According to Mayweather's contract with the group, they are allowed to grant him retroactive permission for any illegal substance they might find in his system, something Hauser alleges may have happened multiple times:
... it was rumored that Mayweather's "A" sample had tested positive three times and, after each positive test, USADA had given Floyd an inadvertent use waiver. These waivers...would have allowed testing to continue without the positive "A" sample results being reported to Mayweather's opponent or the Nevada State Athletic Commission.
If true, it's damning. It would make Mayweather one of the most blatant drug cheats in sports history, on par with Lance Armstrong, and the worst of the worst. It's one thing to use PEDs to get an edge. It's another to do it while standing on your soapbox loudly proclaiming yourself drug-free and making unfounded accusations about others.
For years, we've debated Mayweather's legacy.
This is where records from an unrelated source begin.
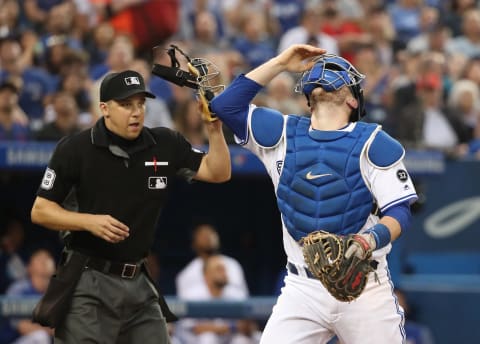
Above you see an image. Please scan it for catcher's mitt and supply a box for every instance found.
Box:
[301,231,378,301]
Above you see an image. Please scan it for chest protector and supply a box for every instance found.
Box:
[277,116,377,240]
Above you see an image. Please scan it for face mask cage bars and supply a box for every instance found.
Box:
[295,54,365,93]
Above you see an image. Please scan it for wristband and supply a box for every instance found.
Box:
[365,223,392,250]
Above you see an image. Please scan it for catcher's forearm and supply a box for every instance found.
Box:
[199,122,232,183]
[245,58,285,86]
[365,216,402,250]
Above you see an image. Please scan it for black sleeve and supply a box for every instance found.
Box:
[37,138,80,204]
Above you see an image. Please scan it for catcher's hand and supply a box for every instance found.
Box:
[301,231,377,301]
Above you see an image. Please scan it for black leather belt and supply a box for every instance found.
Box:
[287,262,316,280]
[85,257,143,279]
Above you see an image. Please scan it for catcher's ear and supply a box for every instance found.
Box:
[98,102,110,118]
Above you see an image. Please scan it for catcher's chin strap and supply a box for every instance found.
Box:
[152,44,218,122]
[152,45,198,90]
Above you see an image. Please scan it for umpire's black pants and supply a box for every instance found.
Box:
[55,269,170,344]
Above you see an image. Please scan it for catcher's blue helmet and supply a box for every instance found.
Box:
[295,54,365,122]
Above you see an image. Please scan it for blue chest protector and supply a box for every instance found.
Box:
[277,116,377,240]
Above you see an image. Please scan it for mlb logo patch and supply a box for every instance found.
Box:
[148,177,167,190]
[40,167,56,190]
[125,76,140,86]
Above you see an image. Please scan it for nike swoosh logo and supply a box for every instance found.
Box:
[306,171,332,180]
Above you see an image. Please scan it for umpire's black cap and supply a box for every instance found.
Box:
[100,70,155,102]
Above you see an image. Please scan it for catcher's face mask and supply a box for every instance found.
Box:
[295,54,365,122]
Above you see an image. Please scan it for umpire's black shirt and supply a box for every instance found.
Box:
[37,118,203,262]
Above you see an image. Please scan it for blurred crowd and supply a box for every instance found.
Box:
[0,0,480,158]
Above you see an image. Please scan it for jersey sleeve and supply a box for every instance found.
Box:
[37,138,80,204]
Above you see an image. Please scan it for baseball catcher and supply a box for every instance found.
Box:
[152,44,225,122]
[210,44,417,344]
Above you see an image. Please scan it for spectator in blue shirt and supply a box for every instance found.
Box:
[0,39,54,129]
[7,249,55,344]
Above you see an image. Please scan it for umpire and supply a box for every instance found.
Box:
[31,70,231,344]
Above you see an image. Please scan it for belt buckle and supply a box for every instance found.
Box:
[121,264,137,279]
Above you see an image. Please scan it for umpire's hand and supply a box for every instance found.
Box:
[86,215,129,244]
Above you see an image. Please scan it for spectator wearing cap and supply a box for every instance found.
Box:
[0,81,29,141]
[446,8,480,58]
[33,92,80,141]
[0,38,55,130]
[395,71,459,154]
[277,4,338,54]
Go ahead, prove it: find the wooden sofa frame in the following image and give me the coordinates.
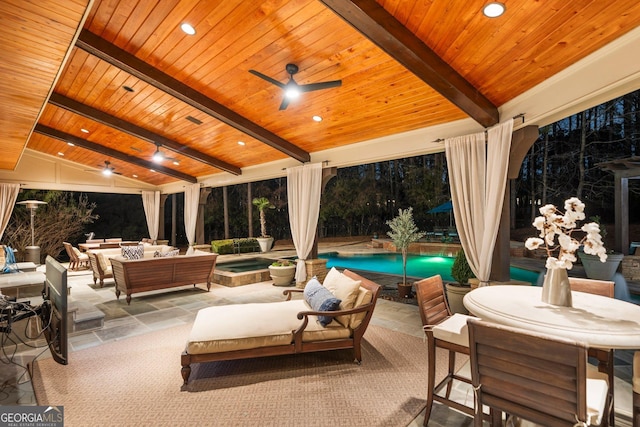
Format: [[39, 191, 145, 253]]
[[87, 251, 113, 288], [180, 270, 382, 385], [111, 253, 218, 304]]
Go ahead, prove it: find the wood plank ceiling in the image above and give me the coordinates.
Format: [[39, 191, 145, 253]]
[[0, 0, 640, 191]]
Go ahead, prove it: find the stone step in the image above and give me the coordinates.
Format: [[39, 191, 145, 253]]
[[67, 301, 105, 334]]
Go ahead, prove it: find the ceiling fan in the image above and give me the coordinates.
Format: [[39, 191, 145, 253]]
[[249, 64, 342, 110], [87, 160, 122, 176], [151, 144, 178, 165]]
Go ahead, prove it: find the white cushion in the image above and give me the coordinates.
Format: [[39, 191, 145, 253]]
[[432, 313, 473, 347], [323, 267, 361, 326], [633, 350, 640, 393]]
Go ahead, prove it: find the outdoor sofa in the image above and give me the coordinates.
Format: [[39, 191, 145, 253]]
[[181, 268, 381, 385], [87, 244, 175, 288], [111, 252, 218, 304]]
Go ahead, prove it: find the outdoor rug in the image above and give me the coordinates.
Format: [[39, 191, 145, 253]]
[[33, 324, 460, 427]]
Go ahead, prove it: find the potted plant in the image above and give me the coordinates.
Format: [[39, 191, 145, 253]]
[[578, 215, 624, 280], [387, 207, 425, 298], [269, 259, 296, 286], [252, 197, 275, 252], [445, 249, 476, 314]]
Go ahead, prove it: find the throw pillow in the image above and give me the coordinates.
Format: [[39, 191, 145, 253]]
[[120, 245, 144, 259], [303, 277, 341, 326], [324, 267, 361, 327], [153, 249, 180, 258]]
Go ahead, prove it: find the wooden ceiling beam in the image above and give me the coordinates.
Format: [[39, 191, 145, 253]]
[[49, 92, 242, 175], [34, 124, 198, 184], [321, 0, 500, 127], [76, 29, 311, 163]]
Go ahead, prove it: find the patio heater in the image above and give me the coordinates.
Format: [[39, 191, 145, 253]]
[[16, 200, 47, 265]]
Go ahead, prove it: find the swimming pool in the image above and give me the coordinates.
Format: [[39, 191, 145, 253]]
[[318, 252, 539, 284]]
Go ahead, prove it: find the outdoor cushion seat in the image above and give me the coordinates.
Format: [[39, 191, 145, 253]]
[[431, 313, 472, 347], [633, 350, 640, 427], [187, 299, 351, 354], [181, 270, 381, 385]]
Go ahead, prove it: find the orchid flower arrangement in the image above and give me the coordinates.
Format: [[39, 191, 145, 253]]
[[525, 197, 607, 270]]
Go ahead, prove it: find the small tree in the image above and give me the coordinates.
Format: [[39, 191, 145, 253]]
[[387, 207, 425, 285], [251, 197, 276, 237], [451, 249, 476, 285]]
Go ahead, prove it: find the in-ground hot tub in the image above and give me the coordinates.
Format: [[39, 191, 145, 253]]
[[213, 258, 274, 287]]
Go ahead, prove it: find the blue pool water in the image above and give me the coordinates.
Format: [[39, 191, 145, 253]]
[[318, 252, 538, 284]]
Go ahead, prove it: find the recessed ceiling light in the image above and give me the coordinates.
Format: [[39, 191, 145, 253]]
[[482, 1, 507, 18], [180, 22, 196, 36]]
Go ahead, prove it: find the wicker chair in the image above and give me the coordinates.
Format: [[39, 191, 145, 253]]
[[415, 275, 474, 426], [569, 277, 615, 425], [468, 319, 612, 427]]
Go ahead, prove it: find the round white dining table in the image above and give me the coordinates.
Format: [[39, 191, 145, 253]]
[[463, 285, 640, 349]]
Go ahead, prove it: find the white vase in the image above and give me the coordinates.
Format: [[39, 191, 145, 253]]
[[256, 237, 273, 252], [542, 268, 573, 307]]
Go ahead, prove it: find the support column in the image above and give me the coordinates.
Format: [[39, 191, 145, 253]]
[[158, 194, 169, 240], [222, 185, 229, 239], [247, 182, 253, 237], [489, 180, 511, 282], [196, 188, 211, 245], [308, 167, 338, 259], [613, 173, 629, 255], [489, 125, 539, 282], [171, 193, 178, 246]]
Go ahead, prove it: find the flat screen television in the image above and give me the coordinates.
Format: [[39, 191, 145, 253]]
[[40, 256, 69, 365]]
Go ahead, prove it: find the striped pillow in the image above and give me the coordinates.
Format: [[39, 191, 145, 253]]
[[120, 245, 144, 259]]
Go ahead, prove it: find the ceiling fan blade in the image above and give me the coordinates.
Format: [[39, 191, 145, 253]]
[[249, 70, 284, 89], [298, 80, 342, 92], [279, 96, 289, 110]]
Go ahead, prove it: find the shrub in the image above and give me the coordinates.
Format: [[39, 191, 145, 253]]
[[211, 237, 260, 255]]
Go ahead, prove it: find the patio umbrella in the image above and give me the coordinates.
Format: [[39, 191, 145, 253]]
[[427, 200, 453, 227]]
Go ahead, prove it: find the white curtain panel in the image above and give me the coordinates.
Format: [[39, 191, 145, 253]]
[[142, 191, 160, 242], [184, 183, 200, 255], [445, 120, 513, 286], [287, 163, 322, 282], [0, 184, 20, 241]]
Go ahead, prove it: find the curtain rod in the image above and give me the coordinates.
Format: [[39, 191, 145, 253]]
[[431, 113, 525, 142]]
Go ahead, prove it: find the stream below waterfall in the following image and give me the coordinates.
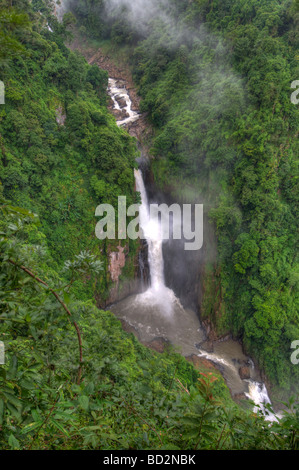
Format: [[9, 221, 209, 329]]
[[108, 78, 276, 421]]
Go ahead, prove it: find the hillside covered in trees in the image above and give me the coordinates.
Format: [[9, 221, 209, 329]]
[[71, 0, 299, 390], [0, 0, 299, 450]]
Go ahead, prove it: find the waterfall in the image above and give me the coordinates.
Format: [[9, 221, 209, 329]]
[[108, 78, 279, 421], [135, 165, 165, 292]]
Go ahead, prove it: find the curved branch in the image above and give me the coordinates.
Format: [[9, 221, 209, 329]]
[[7, 259, 83, 385]]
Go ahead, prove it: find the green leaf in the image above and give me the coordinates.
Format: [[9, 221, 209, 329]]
[[79, 395, 89, 411]]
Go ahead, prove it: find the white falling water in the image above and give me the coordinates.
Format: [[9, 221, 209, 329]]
[[108, 78, 140, 126], [135, 166, 182, 315], [245, 380, 277, 421], [109, 78, 279, 421]]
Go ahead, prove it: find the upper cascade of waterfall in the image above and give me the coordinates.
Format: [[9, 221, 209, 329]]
[[108, 78, 279, 421], [108, 78, 140, 126]]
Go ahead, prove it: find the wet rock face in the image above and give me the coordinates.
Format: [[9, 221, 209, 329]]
[[108, 246, 126, 282], [186, 354, 217, 370]]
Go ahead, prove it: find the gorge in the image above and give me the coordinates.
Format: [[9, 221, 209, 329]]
[[108, 70, 276, 420]]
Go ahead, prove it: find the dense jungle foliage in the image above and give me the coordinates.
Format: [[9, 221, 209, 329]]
[[0, 0, 299, 450], [72, 0, 299, 390], [0, 2, 136, 299]]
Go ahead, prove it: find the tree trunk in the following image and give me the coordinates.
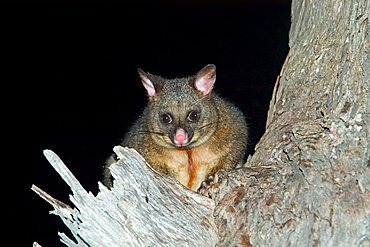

While he's unquestionably the best fighter of his era, plenty of questions remained about his level of competition, his tendency to delay fights until his opponents were past their prime and his willingness to win by simply not losing.
Now you can add a potential PED scandal to the list. To me, it all adds up, the sum of his various controversies overshadowing his accomplishments.
If his fight Saturday with Andre Berto is indeed the last of his career, Mayweather will be leaving quite a mess in his wake. While it's not his fault there is no successor in place to take over as boxing's leading star, his fights with Pacquiao and Saul Alvarez have left the public skittish and done active harm to pay-per-view. Mayweather and boxing have overpromised and underdelivered time and time again. Others will pay the price for that.
When he's gone, the memories left behind won't be of greatness. They'll be of his interminable fights and gaudy displays of wealth. Pushing himself to his limits against fighters who could challenge him has never been part of the program. Floyd has always done the minimum expected from a great fighter, just enough to earn the respect of his peers and historians.
But if he's done it all with the aid of performance-enhancing drugs, all of that respect vanishes in an instant, a lifetime of accomplishment washed away by arrogance. Did greatness come with help from a needle?
Say it ain't so, Floyd.
Jonathan Snowden covers combat sports for Bleacher Report.